In the event this is not done users not wanting Google will have to compile it from source, which although can be done, is a major inconvenience especially to newbies. Just for reference, there seems to be a large interest in migrating away from google. e,g, the NoGAPPS project: http://forum.xda-developers.com/showthread.php?s=a7bf27eb98e3bcefb7e58fb46d09710b&t=1715375

I hope you all come up with a resolution. Thanks and keep up the great work! :)

[rdsqc22]

Actually, I disagree.

6 hours ago, I thought as you did- I have been setting up my phone without any Gapps, and when the time came to install Textsecure, it was nowhere to be found. I was frustrated at the least, and went to their website to complain. I found the many existing posts and threads on teh issue, and read them.

And, moxie0's reasoning made sense to me.
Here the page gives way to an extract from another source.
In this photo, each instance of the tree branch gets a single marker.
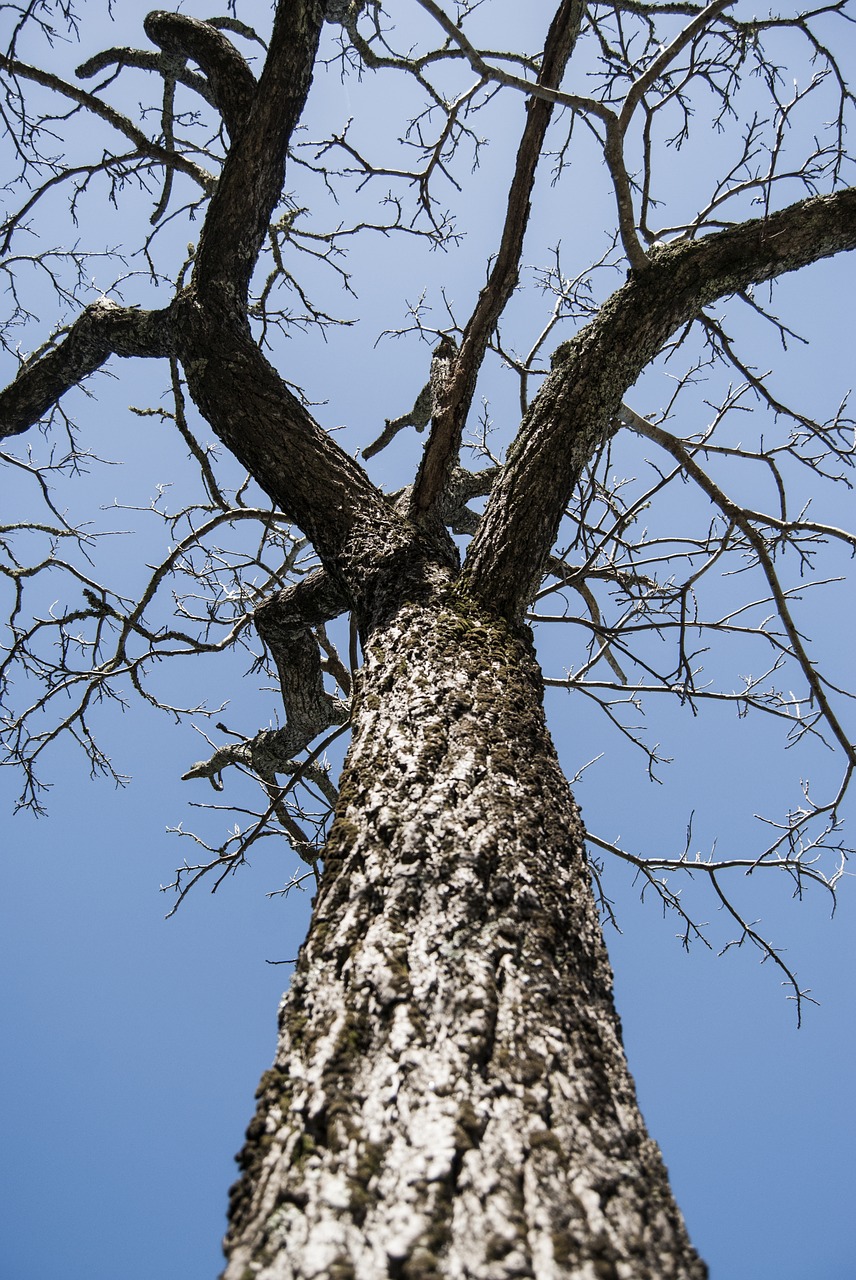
(578, 405)
(253, 170)
(101, 330)
(451, 414)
Furthermore, despite having never built an android APK before in my life, I cloned the git repository and went from start to having a working, signed app in about 20 minutes. It was a great learning experience for me, and frankly, if you're the sort of person who's trying to have an Android phone without Gapps, you're probably computer competent enough to figure out how to spend a quarter hour building the APK, especially considering the quite thorough documentation. Not to mention, again, if you're building a phone without Gapps, then you're probably somewhat security-conscious and building your own apps from source is something you should know how to do anyway.

It would be nice if the source had some sort of in-app notification of when the main branch is updated, so that I don't have to necessarily subscribe to the git through email. But I don't begrudge the choice to not distribute the apk.

[SafwatHalaby]

@rdsqc22, My post was based on the (true) assumption that most people are too lazy to build from source, even if they're enough security aware to use Cyanogenmod + F-droid.
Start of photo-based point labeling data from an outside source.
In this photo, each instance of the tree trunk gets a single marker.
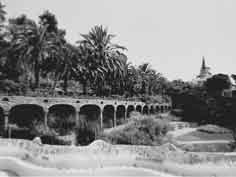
(55, 83)
(36, 73)
(84, 83)
(65, 85)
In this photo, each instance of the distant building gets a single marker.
(231, 92)
(204, 73)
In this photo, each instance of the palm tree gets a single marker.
(33, 44)
(102, 56)
(2, 12)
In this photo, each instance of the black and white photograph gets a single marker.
(118, 88)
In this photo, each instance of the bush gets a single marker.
(12, 87)
(213, 129)
(141, 130)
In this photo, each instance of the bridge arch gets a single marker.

I never built an APK in my life too, and I think I will try this, I have no other option.

This is slightly off-topic, but I'm wondering: How would push notifications work if I build from source and I have no Playstore?

Edit: One proof of the claim in my first paragraph is the fact that many people ARE using F-droid instead of building from source.

[rdsqc22]

I suspect that if you go that route, you (like me) will be surprised at how easy it is. Let me know if you need a hand.
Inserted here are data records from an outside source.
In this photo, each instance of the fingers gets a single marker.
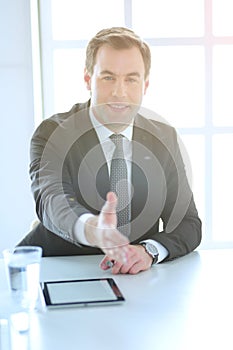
(137, 261)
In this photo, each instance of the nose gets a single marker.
(119, 89)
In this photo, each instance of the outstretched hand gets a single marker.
(101, 231)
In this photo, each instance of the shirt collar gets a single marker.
(104, 133)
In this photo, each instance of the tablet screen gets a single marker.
(81, 292)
Push notifications? I have a pebble and pushing notifications to the pebble works fine- is that what you mean? Or are you referring to something else, like Pushbullet?

[SafwatHalaby]

Perhaps we could provide an automated build script as an alternative? Which basically downloads Android SDK Bundle, clones the repository, etc...

And then executes everything in https://github.com/WhisperSystems/TextSecure/blob/master/BUILDING.md

Edit: I know it's a "lazy path", but people are like that.

[SafwatHalaby]

Regarding Push notifications, I assumed that Textsecure relies on Google's Push service. Is that incorrect?

[rdsqc22]

Not a bad idea, considering that a) it doesn't require root, and b) should only be ~10 commands long.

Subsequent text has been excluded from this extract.